Q: If I made a contribution of $5,500 in April 2017 and withdrew $3,500 in August 2017, can I contribute $2,000 by the end of 2017?

A: Since the contribution maximum was met in April 2017 for the 2017 year, although you withdrew $3,500, you would not regain the contribution room until the following year. Therefore, contributing another $2,000 would result in an over contribution subject to taxes payable at 1% per month for the excess amount sitting in the TFSA.

 

Q: Can I make investments with my TFSA?

A: Absolutely! A great tax advantage in investing with your TFSA is investment income is earned tax-free. Tax tip: If there is an investment loss, there is an indirect loss to your contribution room for the year.

 

Q: Can I open multiple TFSAs?

A: Yes. An individual can have multiple TFSAs; however, all the accounts share the total contribution room. It is important to ensure that if you are opening more than one TFSA or are transferring funds between TFSAs, that these transfers are completed directly as internal transfers by the bank. Transfers completed by the bank will not impact your contribution room. You may name a surviving spouse as the successor holder of your TFSA. If the TFSA holder passes away, the surviving spouse will receive the TFSA balance and there will be no impact on the survivor’s own contribution room. This transfer must be completed as a direct/internal transfer by the bank to avoid contribution room complications.

Alberta Child Benefit

Keep posted for an update on any proposed upcoming changes to this benefit in 2018.

The Alberta Child Benefit is available to assist lower-income families with children under 18. To be eligible for the ACB, you must:

  • be a parent of 1 or more children under the age of 18
  • have a family net income of less than $41,746 per year
  • be a resident of Alberta for at least 1 month prior to receiving the benefit
  • file a tax return

 To apply for this benefit, visit: https://www.canada.ca/en/revenue-agency/services/child-family-benefits/canada-child-benefit-overview.html#nt or contact our office and one of our personal tax professionals would be glad to assist you. 

2017 Personal Tax

It’s that time of the year again! Get your 2017 personal taxes filed on time. For self-employed individuals, the filing deadline is June 15, 2018. For all other individuals, the filing deadline is April 30, 2018. We can begin to file online as early as February 26, 2018.

If you are new to our firm, contact Carrie Tsui at (780) 482-3431, extension 312 to get started.

Changes in Reporting Requirements for Employers for Taxable Benefits

In 2018 the Canada Revenue Agency is making the following two changes to ease the burden for employers who have to report taxable benefits:

  • Employers who pay group term life insurance premiums for retirees will only have to report a paid premium if it is greater than $50 and it is the only income reported on a T4A slip. Previously, all amounts, regardless of how small, had to be reported.
  • The threshold for reporting employee benefits that result from employer-sponsored social events will be $150 per person, instead of $100. All other aspects of the related policy will stay the same.

Correct your taxes with the Voluntary Disclosures Program

The Voluntary Disclosures Program (VDP) gives you a chance to change a tax return you previously filed or file a return that you should have filed. By making these changes through the VDP, the Canada Revenue Agency (CRA) may give you relief from prosecution and penalties.

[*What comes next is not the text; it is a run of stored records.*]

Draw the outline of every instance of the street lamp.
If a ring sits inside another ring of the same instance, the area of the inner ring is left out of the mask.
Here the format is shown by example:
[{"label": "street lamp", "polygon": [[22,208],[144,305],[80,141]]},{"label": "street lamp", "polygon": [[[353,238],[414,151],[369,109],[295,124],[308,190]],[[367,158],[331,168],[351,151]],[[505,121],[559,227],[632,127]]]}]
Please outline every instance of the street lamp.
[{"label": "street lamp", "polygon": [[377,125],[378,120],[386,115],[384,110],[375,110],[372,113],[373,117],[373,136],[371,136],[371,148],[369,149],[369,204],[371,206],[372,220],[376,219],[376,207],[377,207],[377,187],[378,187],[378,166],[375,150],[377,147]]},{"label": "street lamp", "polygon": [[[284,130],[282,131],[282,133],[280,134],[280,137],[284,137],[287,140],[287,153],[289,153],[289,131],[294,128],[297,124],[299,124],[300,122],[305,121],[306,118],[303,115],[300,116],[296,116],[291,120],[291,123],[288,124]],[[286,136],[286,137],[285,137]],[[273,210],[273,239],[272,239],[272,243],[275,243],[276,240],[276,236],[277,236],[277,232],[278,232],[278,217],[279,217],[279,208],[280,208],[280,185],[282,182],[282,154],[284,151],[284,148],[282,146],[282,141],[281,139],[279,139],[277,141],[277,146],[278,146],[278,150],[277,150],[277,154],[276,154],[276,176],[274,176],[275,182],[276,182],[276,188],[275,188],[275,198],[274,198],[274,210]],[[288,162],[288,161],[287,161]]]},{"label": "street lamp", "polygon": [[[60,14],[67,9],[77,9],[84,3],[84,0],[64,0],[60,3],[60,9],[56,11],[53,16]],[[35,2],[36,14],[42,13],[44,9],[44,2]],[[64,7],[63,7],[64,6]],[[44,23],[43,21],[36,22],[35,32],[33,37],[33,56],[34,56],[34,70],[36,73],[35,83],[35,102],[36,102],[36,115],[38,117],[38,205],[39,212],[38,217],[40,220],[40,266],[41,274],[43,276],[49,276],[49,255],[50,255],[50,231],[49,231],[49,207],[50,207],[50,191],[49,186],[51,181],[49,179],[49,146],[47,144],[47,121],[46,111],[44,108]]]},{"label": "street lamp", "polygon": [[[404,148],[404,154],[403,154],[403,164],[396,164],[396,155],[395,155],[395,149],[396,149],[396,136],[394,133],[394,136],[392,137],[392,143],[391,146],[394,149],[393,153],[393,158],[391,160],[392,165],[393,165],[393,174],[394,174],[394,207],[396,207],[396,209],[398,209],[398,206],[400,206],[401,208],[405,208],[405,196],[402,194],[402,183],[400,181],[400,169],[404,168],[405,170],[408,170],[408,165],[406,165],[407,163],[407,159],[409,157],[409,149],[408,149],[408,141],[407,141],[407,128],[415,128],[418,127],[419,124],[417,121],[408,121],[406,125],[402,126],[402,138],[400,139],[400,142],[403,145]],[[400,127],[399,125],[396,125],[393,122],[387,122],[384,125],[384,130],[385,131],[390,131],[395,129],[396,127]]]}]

How do you make a voluntary disclosure?

Complete Form RC199, Voluntary Disclosures Program (VDP) – Taxpayer Agreement and submit documents online service through My Account and My Business Account or your accountant can submit it on your behalf.

 

Important facts

By applying to the CRA under the VDP, you might only pay the taxes you owe plus interest.

A valid disclosure has to meet all four of the following conditions:

  • a penalty would apply
  • it is voluntary, which means you make it before you are aware of the CRA taking any compliance action against you
  • the information is at least one year overdue
  • it includes all the relevant information.

Anyone can use the VDP, including individuals, businesses, employers, payers, trusts and estates, whether a resident or a non-resident of Canada.

Estate Planning – Trusts and Wills

We get a lot of questions regarding the estate planning process. Some common factors to note in the planning process include:

·       Creating a will

·       Creating a trust

·       Considering gifting

Creating a will is an important step in an individual’s estate planning process. If an individual passes away without a will, it becomes an intestate, in which assets become frozen and are distributed by the government or courts. Creating a will allows an individual to ensure their assets are distributed appropriately after death. Expenses to be considered upon death include funeral expenses, payment of outstanding debts, and probate fees. Probate is the process of verifying the will and validating the executor.

In Alberta, assets such as real estate held in the estate may be subject to probate fees when an individual passes away. In this case, gifting your assets or creating a trust can be established to avoid these probate fees. 

There are several types of trusts that can be created:

1.       A testamentary trust arises upon the death of a person. However, if you would like to create a trust during your lifetime, there is an option to create an inter-vivos trust.

2.       The advantage of creating an inter-vivos trust is to allow the separation of control of an asset from its ownership. When an inter-vivos trust is created, the individual is able to transfer ownership of assets into the trust to beneficiaries (such as children) without actually having to pass the control of the assets yet. This type of trust may be beneficial from a tax perspective. The process of creating a trust includes providing a legal trust agreement, applying for a trust number, and filing annual returns. Note that a trust is different from a personal tax return as a trust cannot claim personal tax credits and are subject to different tax rates should there be taxable sources of income. Contact our office to see if creating an inter-vivos trust is the right choice for you.

Principal Residence Exemption: New Legislation and Reporting Rules

Starting in 2016 tax year, all taxpayers are required to report basic information on their income tax return when their principle residence is sold in order to claim the principal residence exemption. The information that must be disclosed includes:

·        date of acquisition,

·        proceeds of disposition, and

·        description of the property.

The information needs to be included in Schedule 3 and filing it with the T1 Income Tax Return for the relevant year.  Schedule 3 has been modified accordingly.  Form T2091 (or Form T1255 – for a deceased individual) is still required for the designation in cases when the property was not the taxpayer’s principal residence for all of the years of ownership. This is also the case in deemed disposition situations like when a change of use occurs on the property.

If a taxpayer doesn’t make the appropriate filing, then the CRA (tax department) can impose a penalty.  The penalty is the lesser of the following amounts:

1. $8,000; or

2. $100 for each late filing month.

Planning Your Personal Taxes for 2017 – Federal Personal Tax Credits

The personal credits listed below apply for 2017:

                                                                                     Gross                              Credit (15%)

Basic personal                                                               $11,635                              $1,745

Spouse or eligible dependent(1), (2)                            $11,635                              $1,745

Canada Caregiver Credit

Infirm dependent under age 18 (3)                           $2,150                                 $322

Infirm dependent age 18+ (3)                                     $6,883                                 $1,032

Age(4)                                                                               $7,225                                $1,084

Disability                                                                        $8,113                                 $1,217

Additional disability for child under 18 (4)              $4,733                                 $710

Notes:

(1) Reduced by spouse’s net income.

(2) Enhanced by $2,150 ($322 credit) if dependent is infirm.

(3) Reduced by dependent’s net income in excess of $16,163;.

(4) The Age credit is reduced by an amount equal to 15% of an individual’s net income exceeding $36,430.

(4) Reduced if child care and attendant care expenses exceed $2,772.